Objective: The rates of decline in respiratory measurements, including Peak Cough Flow (PCF) have not been established in Amyotrophic Lateral Sclerosis (ALS). Additionally, optimal prescription of cough adjuncts which aim to increase cough strength are unknown. The primary aim of this study was to quantify declines in respiratory function in ALS using PCF, Sniff Nasal Inspiratory Pressure (SNIP) and Slow Vital Capacity (SVC). Secondary aims were to measure respiratory morbidity, audit the characteristics of those prescribed cough adjuncts, and compare outcomes between treated and untreated cohorts.
Methods: A prospective, longitudinal, observational, cohort study evaluated respiratory measures, morbidity, and physical function in ALS patients at three monthly intervals, over one year. Patient and disease characteristics of those prescribed cough adjuncts were profiled at the time of device prescription.

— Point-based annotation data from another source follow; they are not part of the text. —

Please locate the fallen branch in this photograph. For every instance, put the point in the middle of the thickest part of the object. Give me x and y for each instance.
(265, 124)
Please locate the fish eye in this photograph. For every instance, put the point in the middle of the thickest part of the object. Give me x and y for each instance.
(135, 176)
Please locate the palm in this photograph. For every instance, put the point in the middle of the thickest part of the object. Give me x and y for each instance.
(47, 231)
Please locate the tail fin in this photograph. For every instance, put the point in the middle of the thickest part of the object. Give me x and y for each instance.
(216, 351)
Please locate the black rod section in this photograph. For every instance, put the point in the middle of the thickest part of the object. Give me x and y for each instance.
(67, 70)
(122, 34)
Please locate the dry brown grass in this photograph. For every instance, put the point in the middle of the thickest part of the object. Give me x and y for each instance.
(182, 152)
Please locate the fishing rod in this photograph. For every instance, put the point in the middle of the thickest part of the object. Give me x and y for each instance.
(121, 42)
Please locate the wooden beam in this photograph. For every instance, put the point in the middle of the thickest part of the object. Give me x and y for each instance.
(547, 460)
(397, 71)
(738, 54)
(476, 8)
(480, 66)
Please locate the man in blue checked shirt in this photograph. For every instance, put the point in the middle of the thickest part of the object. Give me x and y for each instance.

Results: one hundred and eight participants with mean age 62.1 ± 11.5 years participated. PCF declined rapidly at a rate of 124.8L/min/year (p < 0.001). SNIP, SVC (%predicted), and ALSFRS-R also declined significantly at rates of 18.72cmH2O, 17.49%, and 9.62 units per year respectively (p < 0.001). Thirty-two (29.6%) patients reported 56 incidences of chest infection and 21 died. Patients prescribed a cough adjunct (44.4%) had significantly lower average PCF, SNIP, SVC percent predicted, and ALSFRS-R (p < 0.001). Conclusions: This study identified a rapid rate of decline in PCF, a similar decline in SNIP, and slower declines in SVC and ALSFRS-R. Cough adjunct prescription was triggered by declining respiratory measures and recommended PCF thresholds, but also by respiratory symptoms. Chest infections were common in patients regardless of cough adjunct prescription and should be closely monitored.